Theoretical Foundation

This section describes the mathematical and numerical foundations of FLUXOS.

Governing Equations

Shallow Water Equations (Hydrodynamics)

FLUXOS solves the 2D shallow water equations (Saint-Venant equations) in conservative form:

Mass Conservation:

\[\frac{\partial h}{\partial t} + \frac{\partial (hu)}{\partial x} + \frac{\partial (hv)}{\partial y} = S_h\]

Momentum Conservation (x-direction):

\[\frac{\partial (hu)}{\partial t} + \frac{\partial}{\partial x}\left(hu^2 + \frac{1}{2}gh^2\right) + \frac{\partial (huv)}{\partial y} = gh(S_{0x} - S_{fx})\]

Momentum Conservation (y-direction):

\[\frac{\partial (hv)}{\partial t} + \frac{\partial (huv)}{\partial x} + \frac{\partial}{\partial y}\left(hv^2 + \frac{1}{2}gh^2\right) = gh(S_{0y} - S_{fy})\]

Where:

  • \(h\) = water depth [m]

  • \(u, v\) = depth-averaged velocities in x and y directions [m/s]

  • \(g\) = gravitational acceleration [m/s²]

  • \(S_h\) = source/sink term for water [m/s]

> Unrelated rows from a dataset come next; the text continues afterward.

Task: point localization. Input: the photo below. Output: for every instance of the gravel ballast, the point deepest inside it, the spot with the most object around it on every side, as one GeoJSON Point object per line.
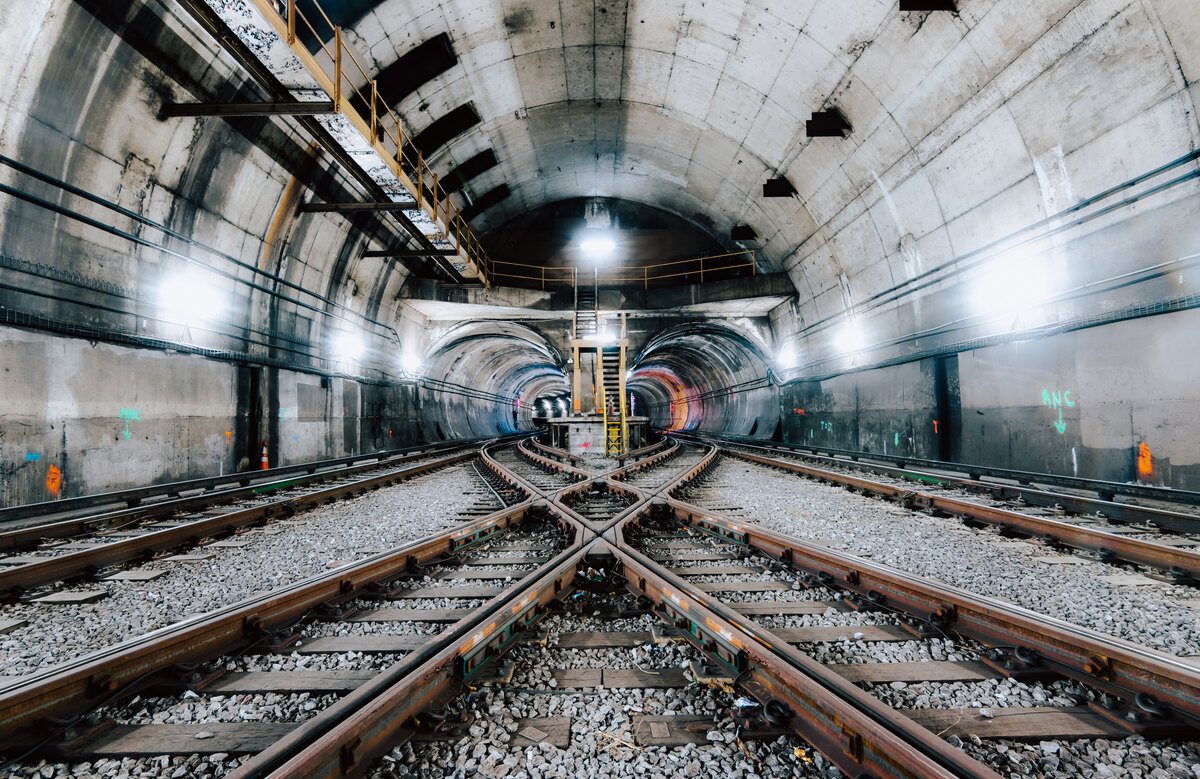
{"type": "Point", "coordinates": [984, 563]}
{"type": "Point", "coordinates": [279, 555]}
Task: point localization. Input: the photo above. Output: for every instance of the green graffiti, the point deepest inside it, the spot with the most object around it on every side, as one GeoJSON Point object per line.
{"type": "Point", "coordinates": [127, 414]}
{"type": "Point", "coordinates": [1056, 400]}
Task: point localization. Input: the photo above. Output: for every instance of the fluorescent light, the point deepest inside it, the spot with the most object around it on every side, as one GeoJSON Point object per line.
{"type": "Point", "coordinates": [411, 363]}
{"type": "Point", "coordinates": [192, 297]}
{"type": "Point", "coordinates": [1012, 286]}
{"type": "Point", "coordinates": [348, 346]}
{"type": "Point", "coordinates": [598, 247]}
{"type": "Point", "coordinates": [850, 337]}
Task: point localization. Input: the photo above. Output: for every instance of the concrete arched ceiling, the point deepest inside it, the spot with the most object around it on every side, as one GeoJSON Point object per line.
{"type": "Point", "coordinates": [475, 369]}
{"type": "Point", "coordinates": [964, 126]}
{"type": "Point", "coordinates": [706, 376]}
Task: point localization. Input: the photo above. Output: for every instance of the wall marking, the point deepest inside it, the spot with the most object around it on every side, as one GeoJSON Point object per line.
{"type": "Point", "coordinates": [127, 414]}
{"type": "Point", "coordinates": [54, 480]}
{"type": "Point", "coordinates": [1056, 400]}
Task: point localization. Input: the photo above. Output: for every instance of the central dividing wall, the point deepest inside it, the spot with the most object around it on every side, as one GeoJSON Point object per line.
{"type": "Point", "coordinates": [1093, 403]}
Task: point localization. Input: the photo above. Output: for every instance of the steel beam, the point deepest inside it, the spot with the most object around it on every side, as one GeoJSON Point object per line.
{"type": "Point", "coordinates": [408, 253]}
{"type": "Point", "coordinates": [352, 208]}
{"type": "Point", "coordinates": [294, 108]}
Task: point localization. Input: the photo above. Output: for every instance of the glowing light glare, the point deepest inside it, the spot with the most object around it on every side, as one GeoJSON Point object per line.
{"type": "Point", "coordinates": [348, 346]}
{"type": "Point", "coordinates": [850, 337]}
{"type": "Point", "coordinates": [1012, 286]}
{"type": "Point", "coordinates": [191, 297]}
{"type": "Point", "coordinates": [411, 363]}
{"type": "Point", "coordinates": [598, 247]}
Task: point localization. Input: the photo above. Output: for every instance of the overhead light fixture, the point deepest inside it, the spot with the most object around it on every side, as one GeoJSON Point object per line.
{"type": "Point", "coordinates": [850, 337]}
{"type": "Point", "coordinates": [192, 297]}
{"type": "Point", "coordinates": [411, 363]}
{"type": "Point", "coordinates": [348, 346]}
{"type": "Point", "coordinates": [1013, 285]}
{"type": "Point", "coordinates": [598, 247]}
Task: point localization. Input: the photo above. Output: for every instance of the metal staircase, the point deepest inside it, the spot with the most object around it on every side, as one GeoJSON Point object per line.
{"type": "Point", "coordinates": [613, 397]}
{"type": "Point", "coordinates": [587, 319]}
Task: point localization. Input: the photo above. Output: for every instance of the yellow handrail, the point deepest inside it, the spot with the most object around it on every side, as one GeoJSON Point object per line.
{"type": "Point", "coordinates": [399, 156]}
{"type": "Point", "coordinates": [628, 274]}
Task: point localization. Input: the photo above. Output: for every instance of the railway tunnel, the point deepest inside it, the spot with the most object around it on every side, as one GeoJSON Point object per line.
{"type": "Point", "coordinates": [940, 252]}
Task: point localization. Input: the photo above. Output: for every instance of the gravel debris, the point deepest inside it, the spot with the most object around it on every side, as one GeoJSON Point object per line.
{"type": "Point", "coordinates": [298, 549]}
{"type": "Point", "coordinates": [981, 562]}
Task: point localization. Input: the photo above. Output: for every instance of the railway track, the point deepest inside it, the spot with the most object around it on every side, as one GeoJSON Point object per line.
{"type": "Point", "coordinates": [779, 634]}
{"type": "Point", "coordinates": [1156, 509]}
{"type": "Point", "coordinates": [91, 547]}
{"type": "Point", "coordinates": [1151, 544]}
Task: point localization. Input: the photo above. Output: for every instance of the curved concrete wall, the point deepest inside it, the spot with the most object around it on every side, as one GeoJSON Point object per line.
{"type": "Point", "coordinates": [707, 377]}
{"type": "Point", "coordinates": [483, 379]}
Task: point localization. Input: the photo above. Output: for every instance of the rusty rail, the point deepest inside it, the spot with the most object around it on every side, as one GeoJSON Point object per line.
{"type": "Point", "coordinates": [81, 684]}
{"type": "Point", "coordinates": [1145, 679]}
{"type": "Point", "coordinates": [16, 580]}
{"type": "Point", "coordinates": [1182, 564]}
{"type": "Point", "coordinates": [1105, 505]}
{"type": "Point", "coordinates": [349, 736]}
{"type": "Point", "coordinates": [135, 496]}
{"type": "Point", "coordinates": [31, 535]}
{"type": "Point", "coordinates": [856, 731]}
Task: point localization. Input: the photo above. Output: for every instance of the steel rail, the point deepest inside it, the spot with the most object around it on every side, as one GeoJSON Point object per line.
{"type": "Point", "coordinates": [349, 736]}
{"type": "Point", "coordinates": [562, 454]}
{"type": "Point", "coordinates": [354, 732]}
{"type": "Point", "coordinates": [647, 460]}
{"type": "Point", "coordinates": [1182, 564]}
{"type": "Point", "coordinates": [1103, 487]}
{"type": "Point", "coordinates": [133, 496]}
{"type": "Point", "coordinates": [1111, 665]}
{"type": "Point", "coordinates": [18, 579]}
{"type": "Point", "coordinates": [79, 684]}
{"type": "Point", "coordinates": [853, 730]}
{"type": "Point", "coordinates": [562, 467]}
{"type": "Point", "coordinates": [1111, 510]}
{"type": "Point", "coordinates": [33, 534]}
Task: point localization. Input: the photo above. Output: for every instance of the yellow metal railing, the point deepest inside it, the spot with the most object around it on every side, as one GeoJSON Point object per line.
{"type": "Point", "coordinates": [342, 77]}
{"type": "Point", "coordinates": [625, 274]}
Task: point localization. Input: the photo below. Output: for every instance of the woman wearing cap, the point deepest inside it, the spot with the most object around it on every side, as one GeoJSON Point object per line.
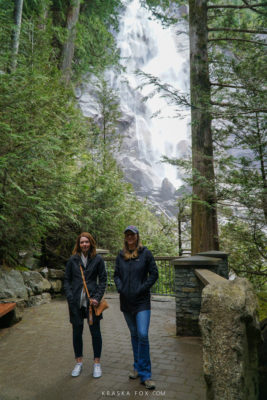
{"type": "Point", "coordinates": [135, 273]}
{"type": "Point", "coordinates": [84, 255]}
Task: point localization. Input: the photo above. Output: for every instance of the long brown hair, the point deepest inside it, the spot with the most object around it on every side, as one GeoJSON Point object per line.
{"type": "Point", "coordinates": [92, 249]}
{"type": "Point", "coordinates": [127, 253]}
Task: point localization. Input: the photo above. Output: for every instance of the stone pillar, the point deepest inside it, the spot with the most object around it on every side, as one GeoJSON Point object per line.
{"type": "Point", "coordinates": [230, 334]}
{"type": "Point", "coordinates": [188, 290]}
{"type": "Point", "coordinates": [222, 268]}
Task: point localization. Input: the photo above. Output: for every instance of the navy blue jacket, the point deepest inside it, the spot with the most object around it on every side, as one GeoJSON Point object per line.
{"type": "Point", "coordinates": [134, 278]}
{"type": "Point", "coordinates": [95, 277]}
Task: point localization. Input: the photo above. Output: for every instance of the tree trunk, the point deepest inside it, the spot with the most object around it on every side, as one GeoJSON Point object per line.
{"type": "Point", "coordinates": [18, 6]}
{"type": "Point", "coordinates": [68, 47]}
{"type": "Point", "coordinates": [262, 168]}
{"type": "Point", "coordinates": [204, 214]}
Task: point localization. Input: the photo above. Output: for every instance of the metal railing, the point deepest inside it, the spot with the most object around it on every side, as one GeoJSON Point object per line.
{"type": "Point", "coordinates": [164, 285]}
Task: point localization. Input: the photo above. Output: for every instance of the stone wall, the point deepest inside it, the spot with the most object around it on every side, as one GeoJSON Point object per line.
{"type": "Point", "coordinates": [230, 334]}
{"type": "Point", "coordinates": [31, 286]}
{"type": "Point", "coordinates": [188, 288]}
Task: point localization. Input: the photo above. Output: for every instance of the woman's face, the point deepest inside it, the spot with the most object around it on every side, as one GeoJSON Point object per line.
{"type": "Point", "coordinates": [131, 239]}
{"type": "Point", "coordinates": [84, 244]}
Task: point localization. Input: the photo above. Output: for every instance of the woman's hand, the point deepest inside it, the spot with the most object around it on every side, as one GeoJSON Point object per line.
{"type": "Point", "coordinates": [94, 302]}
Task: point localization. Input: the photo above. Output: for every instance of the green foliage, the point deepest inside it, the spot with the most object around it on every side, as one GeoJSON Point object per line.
{"type": "Point", "coordinates": [246, 246]}
{"type": "Point", "coordinates": [262, 298]}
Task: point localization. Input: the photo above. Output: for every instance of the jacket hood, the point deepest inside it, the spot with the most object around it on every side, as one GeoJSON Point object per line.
{"type": "Point", "coordinates": [140, 250]}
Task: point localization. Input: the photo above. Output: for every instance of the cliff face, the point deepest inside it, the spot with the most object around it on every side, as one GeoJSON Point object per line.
{"type": "Point", "coordinates": [145, 45]}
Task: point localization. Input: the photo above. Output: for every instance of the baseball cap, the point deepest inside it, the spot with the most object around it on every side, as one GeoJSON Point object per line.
{"type": "Point", "coordinates": [131, 228]}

  • \(S_{0x}, S_{0y}\) = bed slopes in x and y directions [-]

  • \(S_{fx}, S_{fy}\) = friction slopes in x and y directions [-]

Advection-Dispersion-Reaction Equation (Solute Transport)

For solute transport, the 2D ADE is solved:

\[\frac{\partial (hC)}{\partial t} + \frac{\partial (huC)}{\partial x} + \frac{\partial (hvC)}{\partial y} = \frac{\partial}{\partial x}\left(hD_x\frac{\partial C}{\partial x}\right) + \frac{\partial}{\partial y}\left(hD_y\frac{\partial C}{\partial y}\right) + S_C\]

Where:

  • \(C\) = solute concentration [kg/m³]

  • \(D_x, D_y\) = dispersion coefficients [m²/s]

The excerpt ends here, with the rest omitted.